In real-world data sets duplicate data appears in runs. If block X is a duplicate of Y, the there is a high probability that block X+1 will be a duplicate of block Y+1. Furthermore, blocks X and X+1 are likely to have been written at about the same time, as are blocks Y and Y+1. We summarize this behavior by saying the duplicates “flock”, meaning they have good locality in both space and time.
This behavior makes sense. Duplicate data arrives on a storage system not by chance, but because objects or fragments of objects are stored multiple times. These objects are rarely a single block in size.
A clever storage system designer will take advantage of flocking to make the system more efficient. However, a user who attempts to measure how effectively a storage system can reduce data will be unable to reproduce this effect. The available tools for generating duplicate data do not generate flocks of duplicates. Optimizing for duplicates that flock is one of the key technologies that allow Nimble Storage all-flash arrays to scale dramatically deeper than other competing products.

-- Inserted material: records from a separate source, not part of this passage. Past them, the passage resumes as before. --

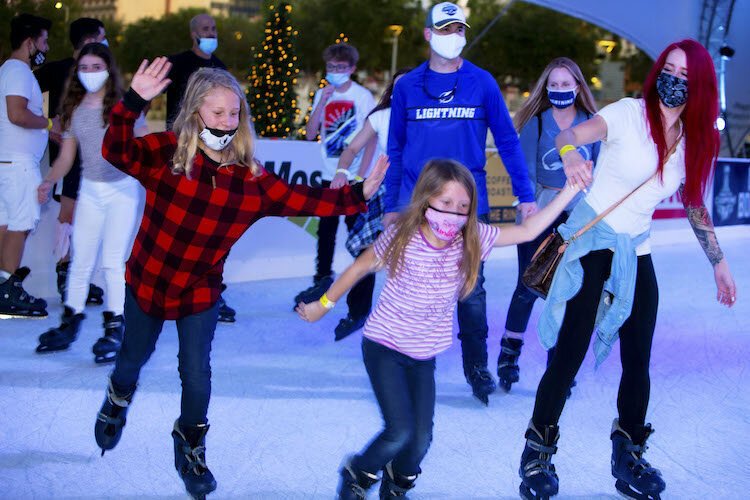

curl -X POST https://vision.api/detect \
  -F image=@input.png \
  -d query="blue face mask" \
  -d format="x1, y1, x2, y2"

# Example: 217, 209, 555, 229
326, 71, 350, 87
656, 71, 687, 108
198, 38, 219, 56
547, 88, 577, 109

Lacking a tool that generates appropriate flocking behavior, it is almost impossible to accurately measure the data reduction ability of a storage array with anything other than real-world datasets created and updated by real-world applications.
Neither Vdbench nor any other publicly available tool can reliably generate an I/O stream that holds the storage system’s data duplication ratio constant across multiple runs. Users should not expect more than very approximate control over data duplication ratios, and should use caution in believing they can measure the impact of data duplication on performance.
Benchmarks do not write duplicate data to a storage array in a way that even approximately mimics real-world applications. For this reason users should expect that synthetic workloads will not generate a meaningful cross-platform comparison of the ability to detect and reduce duplicated data. Such comparisons will require real-world workloads.